Self-Made Man: One Woman's Year Disguised as a Man
Self-Made Man: One Woman’s Year Disguised as a Man is a psychological and sociological look into the perception of gender divides from the point of view of Norah Vincent, who spent over a year living as and cultivating the male character of Ned. She infiltrates such male environments as an all-male bowling league, a monastery, a ‘high octane’ sales position, and the local strip clubs. She even lands a few dates as Ned to try and understand what it is that makes men and women so different.
I found this book fascinating. I’m very aware of gender associations and the divides between the two in my personal life, but it was extremely interesting to see it from the other side of the spectrum. I found myself nodding along to the observations she had made of the men and women that she interacted with as Ned and was intrigued by her reactions to the environments she was in.

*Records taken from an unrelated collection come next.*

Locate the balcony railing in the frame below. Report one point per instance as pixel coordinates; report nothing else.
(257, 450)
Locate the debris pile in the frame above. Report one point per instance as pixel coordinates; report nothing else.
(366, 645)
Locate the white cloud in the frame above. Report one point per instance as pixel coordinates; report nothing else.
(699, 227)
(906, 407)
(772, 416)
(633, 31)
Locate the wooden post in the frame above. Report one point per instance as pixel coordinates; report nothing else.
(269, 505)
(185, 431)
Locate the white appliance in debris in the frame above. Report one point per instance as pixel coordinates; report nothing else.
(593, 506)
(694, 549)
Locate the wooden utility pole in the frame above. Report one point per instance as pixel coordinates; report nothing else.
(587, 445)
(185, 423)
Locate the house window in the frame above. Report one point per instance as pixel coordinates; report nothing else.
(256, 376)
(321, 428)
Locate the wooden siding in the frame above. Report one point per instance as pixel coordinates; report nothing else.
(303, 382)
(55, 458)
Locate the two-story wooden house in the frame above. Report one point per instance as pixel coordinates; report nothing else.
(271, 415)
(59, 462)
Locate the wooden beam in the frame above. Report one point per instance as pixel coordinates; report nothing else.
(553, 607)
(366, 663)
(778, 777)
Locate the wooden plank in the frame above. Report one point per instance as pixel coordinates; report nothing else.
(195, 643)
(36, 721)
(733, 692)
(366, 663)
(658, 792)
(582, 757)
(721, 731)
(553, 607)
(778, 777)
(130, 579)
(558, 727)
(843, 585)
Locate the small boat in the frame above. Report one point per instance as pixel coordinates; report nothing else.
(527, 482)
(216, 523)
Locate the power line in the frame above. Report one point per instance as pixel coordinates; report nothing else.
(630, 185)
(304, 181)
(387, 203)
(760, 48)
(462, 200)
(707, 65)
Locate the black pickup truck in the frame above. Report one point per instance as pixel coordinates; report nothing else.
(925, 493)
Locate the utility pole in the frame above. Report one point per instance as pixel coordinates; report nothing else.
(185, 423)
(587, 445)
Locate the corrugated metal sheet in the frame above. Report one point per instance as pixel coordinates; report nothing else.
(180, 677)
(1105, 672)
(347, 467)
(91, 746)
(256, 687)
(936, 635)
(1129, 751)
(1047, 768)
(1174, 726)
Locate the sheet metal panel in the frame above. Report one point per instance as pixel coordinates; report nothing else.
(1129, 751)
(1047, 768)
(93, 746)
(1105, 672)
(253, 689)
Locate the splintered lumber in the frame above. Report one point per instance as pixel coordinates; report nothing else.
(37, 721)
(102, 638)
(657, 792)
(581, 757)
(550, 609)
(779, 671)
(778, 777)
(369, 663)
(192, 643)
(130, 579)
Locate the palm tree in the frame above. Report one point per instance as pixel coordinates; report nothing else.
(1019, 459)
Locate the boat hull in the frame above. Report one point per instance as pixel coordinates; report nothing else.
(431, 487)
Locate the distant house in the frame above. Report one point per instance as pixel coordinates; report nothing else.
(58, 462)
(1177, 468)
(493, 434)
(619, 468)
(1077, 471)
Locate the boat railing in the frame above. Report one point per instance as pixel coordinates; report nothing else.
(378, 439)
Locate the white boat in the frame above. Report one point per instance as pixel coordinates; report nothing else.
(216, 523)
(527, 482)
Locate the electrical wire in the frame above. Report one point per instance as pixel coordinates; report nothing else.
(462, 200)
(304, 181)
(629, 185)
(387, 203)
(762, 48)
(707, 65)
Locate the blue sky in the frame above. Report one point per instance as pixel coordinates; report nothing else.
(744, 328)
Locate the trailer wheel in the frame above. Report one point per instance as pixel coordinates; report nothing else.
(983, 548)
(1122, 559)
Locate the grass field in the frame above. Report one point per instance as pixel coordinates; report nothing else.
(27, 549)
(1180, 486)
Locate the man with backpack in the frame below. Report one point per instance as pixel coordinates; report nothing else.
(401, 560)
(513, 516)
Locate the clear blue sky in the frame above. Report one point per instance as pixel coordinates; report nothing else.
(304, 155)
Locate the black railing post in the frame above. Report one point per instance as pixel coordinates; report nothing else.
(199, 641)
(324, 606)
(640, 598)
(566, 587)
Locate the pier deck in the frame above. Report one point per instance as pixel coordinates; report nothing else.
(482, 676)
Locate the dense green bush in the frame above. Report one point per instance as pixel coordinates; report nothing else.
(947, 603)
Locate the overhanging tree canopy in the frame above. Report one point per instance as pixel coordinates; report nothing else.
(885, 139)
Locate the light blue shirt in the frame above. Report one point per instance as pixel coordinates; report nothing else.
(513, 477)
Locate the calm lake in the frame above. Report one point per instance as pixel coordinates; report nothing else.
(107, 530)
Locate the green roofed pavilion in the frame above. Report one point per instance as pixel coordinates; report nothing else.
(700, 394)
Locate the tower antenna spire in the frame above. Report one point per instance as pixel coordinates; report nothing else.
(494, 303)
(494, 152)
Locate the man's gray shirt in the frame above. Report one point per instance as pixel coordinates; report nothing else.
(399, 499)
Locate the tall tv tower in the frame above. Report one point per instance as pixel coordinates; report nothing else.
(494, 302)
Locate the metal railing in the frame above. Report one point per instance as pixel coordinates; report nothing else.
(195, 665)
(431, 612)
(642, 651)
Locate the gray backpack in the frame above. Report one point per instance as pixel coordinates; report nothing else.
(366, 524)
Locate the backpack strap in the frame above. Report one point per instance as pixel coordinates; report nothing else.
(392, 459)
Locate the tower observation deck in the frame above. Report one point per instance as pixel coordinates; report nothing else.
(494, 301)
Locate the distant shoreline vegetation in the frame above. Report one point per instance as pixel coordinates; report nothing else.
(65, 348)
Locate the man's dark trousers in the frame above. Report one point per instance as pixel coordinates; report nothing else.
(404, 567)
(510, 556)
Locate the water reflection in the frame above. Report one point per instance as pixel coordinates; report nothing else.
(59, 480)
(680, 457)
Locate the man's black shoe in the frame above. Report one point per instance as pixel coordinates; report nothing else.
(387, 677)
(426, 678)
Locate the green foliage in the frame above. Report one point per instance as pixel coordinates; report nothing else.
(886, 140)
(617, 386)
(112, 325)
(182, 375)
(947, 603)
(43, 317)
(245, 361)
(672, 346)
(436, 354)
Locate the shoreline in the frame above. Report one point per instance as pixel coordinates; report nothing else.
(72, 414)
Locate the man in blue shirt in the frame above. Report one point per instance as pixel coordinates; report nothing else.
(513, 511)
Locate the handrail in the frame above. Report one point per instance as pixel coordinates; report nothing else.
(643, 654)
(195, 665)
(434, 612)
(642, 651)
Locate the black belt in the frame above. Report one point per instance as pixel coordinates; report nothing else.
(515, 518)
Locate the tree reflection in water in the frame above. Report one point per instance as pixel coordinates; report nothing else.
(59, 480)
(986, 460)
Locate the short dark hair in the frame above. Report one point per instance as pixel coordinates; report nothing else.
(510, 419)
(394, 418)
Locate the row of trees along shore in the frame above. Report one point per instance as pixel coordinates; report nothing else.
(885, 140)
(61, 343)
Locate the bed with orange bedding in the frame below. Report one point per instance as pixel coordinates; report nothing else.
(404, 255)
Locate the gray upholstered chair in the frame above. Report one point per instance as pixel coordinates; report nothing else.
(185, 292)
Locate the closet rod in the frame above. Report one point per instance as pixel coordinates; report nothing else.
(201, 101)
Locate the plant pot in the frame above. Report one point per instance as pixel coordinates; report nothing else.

I’m a bit biased because psychology and sociology are great interests of mine, but you don’t have to have taken classes in either of those to enjoy this book. Vincent approaches this book like a presentation, addressing questions that you would ask at the times you would ask them and generally taking on a conversational tone throughout the book. It’s quite easy to read through and if she does mention anything ‘technical’, she provides a clear and detailed explanation of what that means.
I would recommend this specifically to anyone with an interest in either psychology or sociology, especially those interested in gender studies. However, I think anyone could learn something from a book like this and would encourage you to pick this one up, even if you’ve never been interested in the subject before.